By Rae Wee
SINGAPORE (Reuters) – The dollar started Monday on the front foot, with a reading on U.S. inflation and the Federal Reserve’s last policy meeting for the year likely to set the tone for the week, while rising deflationary pressure in China leant on the yuan.
The greenback pushed back above 145 yen and last bought 145.12 yen, reversing some of its steep fall against the Japanese currency late last week, as bets grew that the Bank of Japan’s ultra-low interest rates policy may be nearing an end.
Sterling dipped 0.02% to $1.2545 and was huddled near Friday’s two-week low of $1.2504.
Data on Friday showed U.S. job growth accelerated in November while the unemployment rate fell to 3.7%, underscoring the resilience of the labour market in the world’s largest economy and challenging expectations of imminent rate cuts from the Fed beginning early next year.
“They were a good set of numbers,” said Joseph Capurso, head of international and sustainable economics at Commonwealth Bank of Australia (CBA).
“Wages were still running probably too hot for the Fed to be comfortable and the unemployment rate fell – that was a really big surprise.”
The figures caused traders to push back expectations of how soon the Fed could begin cutting rates, with many now leaning toward May instead of March.
The euro rose 0.06% to $1.0767 but stood not too far from Friday’s more than three-week low of $1.07235, while the dollar index steadied at 103.95.
The index gained more than 0.7% last week, reversing three weeks of loss.

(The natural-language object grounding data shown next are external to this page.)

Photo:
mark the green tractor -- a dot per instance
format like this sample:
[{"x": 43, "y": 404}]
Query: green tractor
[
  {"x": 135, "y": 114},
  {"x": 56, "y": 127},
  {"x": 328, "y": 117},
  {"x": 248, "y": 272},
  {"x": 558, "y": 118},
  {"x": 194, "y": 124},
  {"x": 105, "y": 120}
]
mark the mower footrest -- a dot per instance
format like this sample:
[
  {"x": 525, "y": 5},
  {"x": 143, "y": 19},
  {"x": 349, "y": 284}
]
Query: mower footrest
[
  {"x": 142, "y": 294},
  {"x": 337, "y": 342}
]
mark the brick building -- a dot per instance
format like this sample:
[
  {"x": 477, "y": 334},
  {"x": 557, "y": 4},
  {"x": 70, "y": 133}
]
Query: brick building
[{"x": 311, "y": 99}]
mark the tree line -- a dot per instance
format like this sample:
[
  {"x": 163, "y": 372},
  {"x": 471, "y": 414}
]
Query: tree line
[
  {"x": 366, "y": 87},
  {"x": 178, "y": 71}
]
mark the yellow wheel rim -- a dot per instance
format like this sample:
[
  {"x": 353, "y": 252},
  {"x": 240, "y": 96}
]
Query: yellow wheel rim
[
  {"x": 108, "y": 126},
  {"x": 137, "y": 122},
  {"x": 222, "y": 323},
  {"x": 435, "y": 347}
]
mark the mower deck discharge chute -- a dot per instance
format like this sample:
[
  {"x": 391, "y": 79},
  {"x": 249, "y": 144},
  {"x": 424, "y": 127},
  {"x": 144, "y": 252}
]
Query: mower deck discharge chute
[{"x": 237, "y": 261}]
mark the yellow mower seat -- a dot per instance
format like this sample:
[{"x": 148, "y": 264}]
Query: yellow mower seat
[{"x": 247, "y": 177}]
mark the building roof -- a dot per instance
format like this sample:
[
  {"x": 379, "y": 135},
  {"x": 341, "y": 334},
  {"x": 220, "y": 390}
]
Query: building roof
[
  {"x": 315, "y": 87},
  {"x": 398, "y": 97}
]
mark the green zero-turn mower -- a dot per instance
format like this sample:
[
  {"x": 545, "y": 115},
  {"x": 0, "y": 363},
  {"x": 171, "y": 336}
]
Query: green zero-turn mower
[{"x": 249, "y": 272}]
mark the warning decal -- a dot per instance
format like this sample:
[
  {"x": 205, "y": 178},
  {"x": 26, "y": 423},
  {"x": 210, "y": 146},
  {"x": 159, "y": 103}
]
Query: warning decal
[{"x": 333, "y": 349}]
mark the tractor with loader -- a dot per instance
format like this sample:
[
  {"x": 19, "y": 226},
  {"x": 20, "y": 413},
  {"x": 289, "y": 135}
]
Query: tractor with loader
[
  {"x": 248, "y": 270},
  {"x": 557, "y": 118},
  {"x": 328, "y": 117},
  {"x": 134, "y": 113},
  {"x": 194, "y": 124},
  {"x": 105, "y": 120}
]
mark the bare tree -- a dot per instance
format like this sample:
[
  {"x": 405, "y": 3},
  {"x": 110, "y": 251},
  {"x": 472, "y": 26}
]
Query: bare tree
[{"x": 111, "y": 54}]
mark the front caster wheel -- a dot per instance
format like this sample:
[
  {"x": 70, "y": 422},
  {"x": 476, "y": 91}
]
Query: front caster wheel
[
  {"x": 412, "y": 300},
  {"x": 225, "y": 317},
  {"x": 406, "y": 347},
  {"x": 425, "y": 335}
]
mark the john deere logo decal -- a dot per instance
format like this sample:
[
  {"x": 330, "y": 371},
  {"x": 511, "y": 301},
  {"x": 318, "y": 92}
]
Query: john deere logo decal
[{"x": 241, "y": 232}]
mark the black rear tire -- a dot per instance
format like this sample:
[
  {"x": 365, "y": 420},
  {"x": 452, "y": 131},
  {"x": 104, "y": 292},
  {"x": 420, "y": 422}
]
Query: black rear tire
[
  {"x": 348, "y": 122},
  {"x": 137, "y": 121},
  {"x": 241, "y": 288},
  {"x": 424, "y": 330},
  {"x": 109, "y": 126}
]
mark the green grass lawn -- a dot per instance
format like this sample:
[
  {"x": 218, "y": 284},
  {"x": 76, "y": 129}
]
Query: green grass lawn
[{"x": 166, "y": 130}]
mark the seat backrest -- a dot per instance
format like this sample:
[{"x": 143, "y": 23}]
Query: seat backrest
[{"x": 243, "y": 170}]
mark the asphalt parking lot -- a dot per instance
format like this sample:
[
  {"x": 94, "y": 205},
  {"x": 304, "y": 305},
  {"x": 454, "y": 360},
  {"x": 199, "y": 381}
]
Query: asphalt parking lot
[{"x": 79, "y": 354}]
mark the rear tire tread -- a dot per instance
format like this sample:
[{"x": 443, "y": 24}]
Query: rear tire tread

Focus now turns to the Federal Open Market Committee (FOMC) policy meeting later this week and U.S. inflation data due ahead of that, where expectations are for consumer prices to continue easing on an annual basis.
“The big influence on the U.S. dollar this week is going to be the FOMC meeting, in particular Chair (Jerome) Powell’s comments at his press conference,” said CBA’s Capurso.
“If he’s (hawkish), I think markets will probably ignore him and the U.S. dollar remains steady. But if he’s dovish, then I think the U.S. dollar and bond yields will fall, so it’s an asymmetric reaction.”
CHINA STRUGGLES
In Asia, data over the weekend showed China’s consumer prices fell at the fastest pace in three years in November while factory-gate deflation deepened, indicating increasing deflationary pressure as weak domestic demand casts doubt over the country’s economic recovery.
The offshore yuan languished near a three-week low and last stood at 7.1842 per dollar, though movement was largely subdued in early Asia trade.
“It is important to note that the main drag to China’s headline inflation remains food prices. Nonetheless, the lack of a strong revival in the economy suggests that weak inflation will persist, and more policy support is indeed required,” said Alvin Tan, head of Asia FX strategy at RBC Capital Markets.
The latest numbers add to recent mixed trade data and manufacturing surveys that have kept alive calls for further policy support to shore up growth.
The Australian dollar, often used as a liquid proxy for the yuan, was little changed at $0.6577, while the New Zealand dollar was last 0.11% higher at $0.6128.